Sunday, March 14, 2010

The Real Hiphop 101: The H2Ed Guidebook Series

Beyond trying to teach hip-hop as a subculture in America, different educational systems (from elementary schools to colleges) are exploring ways to use hip-hop's creativity and energy to help students learn about cultural, social and political issues in today's world. After digging deep in some textbook crates, I found one of the rare books that explains the best ways to use hip-hop as an educational tool - The Hip-Hop Education Guidebook by the Hip-Hop Association.

The Hip-Hop Association (also known as the H2A) is an organization composed of hip-hop artists, filmmakers and scholars such as Mazi Mutafa of Words, Beats and Life, Inc., renowned female battle emcee Roxanne Shante' from the legendary Juice Crew, Associate Director for the Center for Multicultural Education and Programs at New York University Marcella Runell Hall, and filmmaker and activist Martha Diaz. The H2A seeks international social change through the use of media, pop culture, education, social entrepreneurship, leadership development and diplomacy.
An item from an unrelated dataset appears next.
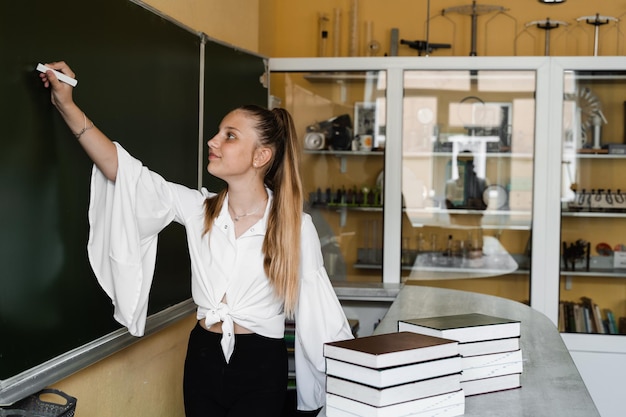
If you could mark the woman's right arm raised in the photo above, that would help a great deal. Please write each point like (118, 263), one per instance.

The Hip-Hop Education Guidebook Volume 1 (edited by Martha Diaz and Marcella Runell Hall under the H2A) is a resource book for parents, teachers and scholars that addresses how to analyze hip-hop's influence in mainstream American society and pop culture from a scholarly standpoint. It doesn't explore the hip-hop arts in as interesting a way as That's The Joint, but it does have creative ways to finally put hip-hop in the classroom. It offers extraordinary ways to develop a student's writing in both poetry (because, of course, rapping is poetry in motion) and storytelling.

Plus, the book shows ways to use breakdancing to explore human anatomy and the laws of physics. In short, this book explains how hip-hop educates its community, and it takes hip-hop outside of the streets by putting it into the schools. It also addresses how to approach things such as diversity, leadership development, cultural heritage and identity in ways the hip-hop culture has done in its past - with its arts.

This 246-page book is now available as print for $26.50 and as a download for $10.55.